Modern yaşamı bırakıp dağın başına yerleşen bir çiftin hikayesini okumuştum. Her şeyden vazgeçip hiç bilmedikleri bir yere yerleşip bu ıssız coğrafyada ilkel bir yaşam sürüyorlardı. Toprağı ekip biçerek, hayvan besleyerek ve kendi ekmeklerini kendileri yaparak yaşıyorlardı ve bir de çocukları olmuştu bu güzel doğanın kucağında. Bir ayağı köy hayatında olan bizim gibi toplumlar için alışık olmadığımız bir durum değil elbette yalnız kendileri ile röportaj yapan kişinin sorduğu şu soruya verdikleri cevabı çok beğenmiştim ve çok da hak vermiştim.
-Bu dağın başında olmaktan korkmuyor musunuz?
-Hayır hiç korkmuyoruz. Bizce şehirde çok daha fazla korkulacak şey var. Dolandırıcılar, hırsızlar, katiller, sapıklar, uyuşturucu müptelaları ya da psikopatlar…
Adamımız haklı bayanlar baylar şimdi dağılın !!!
Ülkemiz nüfusunun büyük bir çoğunluğunun şehirlerde yaşadığını düşünürsek size bu soruyu sormak saçma olmayacaktır; KORKMUYOR MUSUNUZ?
Trafikte, okulda, iş yerinde, sokağınızda, apartmanınızda, çarşı-pazarda kimseye bulaşmadan gezip tozmak neredeyse imkansız hale geldi. Tv haberlerinde, gazetelerde ülke ve dünya gündeminden hiç de iç açıcı haberler duymuyoruz. Her yer vahşet, katliam, savaş ve sevgisizlikle dolu.. Empati kuramayan, hoşgörüsüz, saygısız ve sevgisiz bir topluma doğru giden yolu medeniyet olarak bize yutturanlar toprak ile bağımızı koparmak için bize yalan söylediler.

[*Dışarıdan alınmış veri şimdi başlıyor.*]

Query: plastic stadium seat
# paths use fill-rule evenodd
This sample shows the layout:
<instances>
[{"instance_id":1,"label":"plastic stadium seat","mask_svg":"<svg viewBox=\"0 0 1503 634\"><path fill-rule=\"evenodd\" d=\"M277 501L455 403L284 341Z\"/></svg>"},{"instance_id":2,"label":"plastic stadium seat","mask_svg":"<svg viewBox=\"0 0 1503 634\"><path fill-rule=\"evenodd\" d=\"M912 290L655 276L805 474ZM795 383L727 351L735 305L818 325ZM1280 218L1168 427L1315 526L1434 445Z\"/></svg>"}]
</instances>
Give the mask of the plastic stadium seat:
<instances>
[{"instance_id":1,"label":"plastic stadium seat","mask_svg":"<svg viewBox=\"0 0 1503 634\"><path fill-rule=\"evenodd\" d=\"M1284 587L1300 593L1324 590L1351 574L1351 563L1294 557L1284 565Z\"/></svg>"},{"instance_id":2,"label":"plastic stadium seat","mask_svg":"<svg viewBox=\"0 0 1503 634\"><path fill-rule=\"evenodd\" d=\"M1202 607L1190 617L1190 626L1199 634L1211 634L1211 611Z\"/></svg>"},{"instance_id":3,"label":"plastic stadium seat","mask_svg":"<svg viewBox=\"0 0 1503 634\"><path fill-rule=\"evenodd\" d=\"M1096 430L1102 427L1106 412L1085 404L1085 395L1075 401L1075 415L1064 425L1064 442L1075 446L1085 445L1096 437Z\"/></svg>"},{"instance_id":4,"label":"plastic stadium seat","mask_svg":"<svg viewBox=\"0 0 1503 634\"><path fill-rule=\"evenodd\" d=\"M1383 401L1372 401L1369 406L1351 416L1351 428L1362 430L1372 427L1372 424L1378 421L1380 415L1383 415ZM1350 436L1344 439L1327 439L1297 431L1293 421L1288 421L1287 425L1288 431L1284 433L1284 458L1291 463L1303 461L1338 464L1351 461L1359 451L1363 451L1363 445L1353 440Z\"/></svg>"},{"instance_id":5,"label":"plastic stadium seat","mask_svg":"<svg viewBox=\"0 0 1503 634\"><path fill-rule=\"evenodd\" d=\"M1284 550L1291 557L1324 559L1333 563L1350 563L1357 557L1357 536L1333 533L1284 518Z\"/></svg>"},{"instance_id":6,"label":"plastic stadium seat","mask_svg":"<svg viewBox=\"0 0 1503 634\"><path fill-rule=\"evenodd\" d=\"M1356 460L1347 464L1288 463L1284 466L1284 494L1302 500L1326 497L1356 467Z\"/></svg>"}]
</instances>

Bizleri bayramlarda bile köyümüze büyük anne ve büyük baba ziyareti yerine sahil kenarlarına ve lüks yerlere yönlendiren bu tek dişi kalmış canavarın tek derdi bizi toprağımızdan koparmak.
Alışveriş yerlerinde aradığınız organik, taze, temiz ne varsa köylerimizde iken biz yine lüks mekanlardan sosyal medya hesabımıza fotograf atmak için yarışacağız.
Biliyorsunuz lafı pek uzatmıyorum. Gününüz toprak koksun efendim.